Democrats took their first formal step yesterday toward trying to nationalize next year's midterm House elections around the issue of ethics, buying ads in the local papers of six Republican lawmakers calling on them to "start working for us" instead of special interests.

The Democratic Congressional Campaign Committee is spending $36,000 on the ads -- a virtually meaningless sum, by itself -- but calls it the beginning of a campaign to fuel an anti-incumbent fever like the one that swept its party out in 1994.

"There's a question about the conduct and the culture that goes beyond the individuals," said Rep.
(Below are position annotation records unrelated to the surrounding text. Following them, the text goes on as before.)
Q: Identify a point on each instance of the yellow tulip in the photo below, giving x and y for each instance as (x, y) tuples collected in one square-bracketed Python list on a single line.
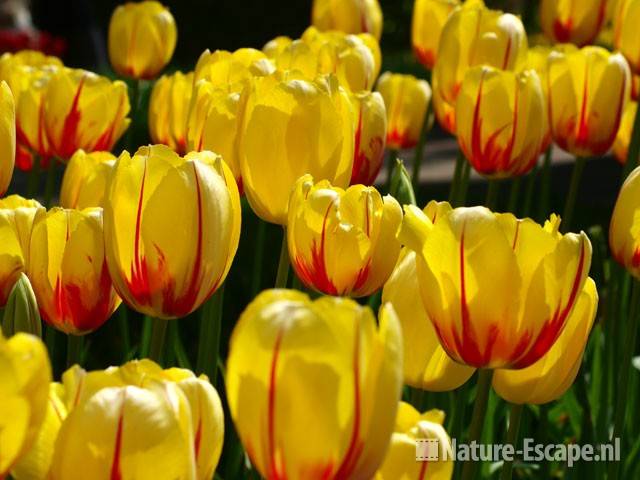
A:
[(7, 136), (83, 110), (85, 179), (342, 242), (16, 222), (429, 17), (349, 16), (400, 462), (370, 120), (474, 35), (142, 38), (407, 100), (567, 21), (26, 372), (291, 128), (168, 110), (426, 364), (167, 257), (68, 270), (290, 356), (485, 283), (585, 116), (500, 118), (551, 376), (624, 235)]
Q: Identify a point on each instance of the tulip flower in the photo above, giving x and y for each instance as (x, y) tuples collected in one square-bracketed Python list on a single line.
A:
[(168, 110), (551, 376), (429, 17), (370, 116), (566, 21), (7, 136), (291, 128), (342, 242), (68, 270), (474, 35), (349, 16), (407, 100), (400, 461), (495, 267), (85, 179), (624, 238), (500, 119), (584, 116), (142, 38), (26, 372), (167, 257), (16, 221), (290, 356), (83, 110), (426, 364)]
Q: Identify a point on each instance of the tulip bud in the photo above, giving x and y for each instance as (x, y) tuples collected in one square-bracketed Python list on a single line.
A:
[(168, 110), (624, 237), (289, 356), (85, 179), (349, 16), (83, 110), (407, 100), (26, 373), (167, 257), (142, 38), (500, 119), (310, 131), (566, 22), (490, 254), (551, 376), (342, 242), (411, 426), (585, 117), (429, 18)]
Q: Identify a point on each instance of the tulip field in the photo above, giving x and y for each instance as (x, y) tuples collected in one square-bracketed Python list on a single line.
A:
[(246, 268)]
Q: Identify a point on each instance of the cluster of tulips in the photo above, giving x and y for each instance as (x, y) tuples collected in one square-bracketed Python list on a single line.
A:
[(313, 380)]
Rahm Emanuel (Ill.), the committee's chairman. "The speaker's gavel is supposed to open the people's house, not the auction house."
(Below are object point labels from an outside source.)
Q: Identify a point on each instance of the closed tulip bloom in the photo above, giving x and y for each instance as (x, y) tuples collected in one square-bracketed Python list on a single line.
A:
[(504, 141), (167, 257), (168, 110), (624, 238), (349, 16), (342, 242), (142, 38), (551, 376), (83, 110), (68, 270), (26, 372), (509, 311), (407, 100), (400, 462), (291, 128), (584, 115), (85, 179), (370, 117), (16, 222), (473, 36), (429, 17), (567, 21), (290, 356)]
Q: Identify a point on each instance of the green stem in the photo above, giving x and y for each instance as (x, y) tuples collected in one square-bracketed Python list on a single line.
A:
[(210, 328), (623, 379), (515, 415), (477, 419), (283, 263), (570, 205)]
Even White House officials have begun to fret about the large number of senior Republicans being tied to questionable travel and relationships with lobbyists. On Friday, federal agents raided the San Diego area home of Rep. Randy "Duke" Cunningham, one of the ad targets. The search followed news reports that he had sold a house to a defense contractor, who immediately put it back up for sale and took a huge loss.

Republicans contend that Democrats are making the mistake the GOP did in 1998, when the party made its main message about President Bill Clinton instead of a positive agenda. Republicans say Democrats face numerous ethical issues of their own. Rep. Jack Kingston (Ga.), vice chairman of the House Republican Conference, asserted that Democrats are "stepping into their own Venus' flytrap."
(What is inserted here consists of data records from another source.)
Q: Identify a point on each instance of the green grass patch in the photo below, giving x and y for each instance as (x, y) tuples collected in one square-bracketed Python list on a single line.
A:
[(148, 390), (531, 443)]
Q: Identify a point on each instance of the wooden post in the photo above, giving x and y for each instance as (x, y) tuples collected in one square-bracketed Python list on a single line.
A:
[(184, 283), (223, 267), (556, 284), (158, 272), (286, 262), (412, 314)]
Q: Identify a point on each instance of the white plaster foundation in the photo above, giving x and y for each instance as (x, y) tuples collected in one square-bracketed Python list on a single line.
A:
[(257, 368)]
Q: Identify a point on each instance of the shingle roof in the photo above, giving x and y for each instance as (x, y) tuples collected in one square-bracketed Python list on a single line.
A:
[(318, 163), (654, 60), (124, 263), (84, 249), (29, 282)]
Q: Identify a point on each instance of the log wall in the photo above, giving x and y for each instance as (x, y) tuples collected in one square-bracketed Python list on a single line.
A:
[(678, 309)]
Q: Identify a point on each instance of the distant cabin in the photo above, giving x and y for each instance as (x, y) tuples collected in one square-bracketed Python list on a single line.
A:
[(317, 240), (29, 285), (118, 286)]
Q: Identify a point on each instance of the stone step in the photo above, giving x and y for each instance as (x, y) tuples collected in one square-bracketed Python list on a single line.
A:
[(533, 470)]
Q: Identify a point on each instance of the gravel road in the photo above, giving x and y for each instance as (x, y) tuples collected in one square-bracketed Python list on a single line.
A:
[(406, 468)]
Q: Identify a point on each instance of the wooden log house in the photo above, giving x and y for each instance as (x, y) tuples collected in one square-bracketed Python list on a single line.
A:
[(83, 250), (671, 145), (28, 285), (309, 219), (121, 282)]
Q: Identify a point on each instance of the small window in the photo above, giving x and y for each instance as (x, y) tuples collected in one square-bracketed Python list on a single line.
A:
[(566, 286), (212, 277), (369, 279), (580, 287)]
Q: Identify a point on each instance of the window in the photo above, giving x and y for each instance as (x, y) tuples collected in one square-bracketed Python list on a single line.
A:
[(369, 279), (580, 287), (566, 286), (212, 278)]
The ads are customized for each district, with a large photo of a lawmaker accompanied by critical headlines. The one in the Fort Bend Sun, which circulates in the House majority leader's suburban Houston district, asks, "What's Happened to Tom DeLay?"

An ad in two Ohio papers singles out the House Administration Committee chairman by blaring: "Bob Ney's work in Congress is generating headlines . . . on his ties to lobbyists, his foreign trips, and his fight for Indian casinos."

Political consultants agree that a message needs to be repeated so that voters can absorb it. But Democrats have struggled to recruit candidates and hope the ads will help generate an aura of vulnerability around some GOP leaders.

Carl Forti, communications director of the National Republican Congressional Committee, called the ads "a waste of money." "Clearly, their intention is more to draw headlines inside the Beltway than to move votes," Forti said.

Shannon Flaherty, DeLay's spokeswoman, said Democrats are "relying on a strategy of smear tactics and personal attacks in a feeble attempt to win back seats."

The other targets are House Resources Committee Chairman Richard W. Pombo (Calif.), Rep. Rob Simmons (Conn.) and Rep. Charles H. Taylor (N.C.).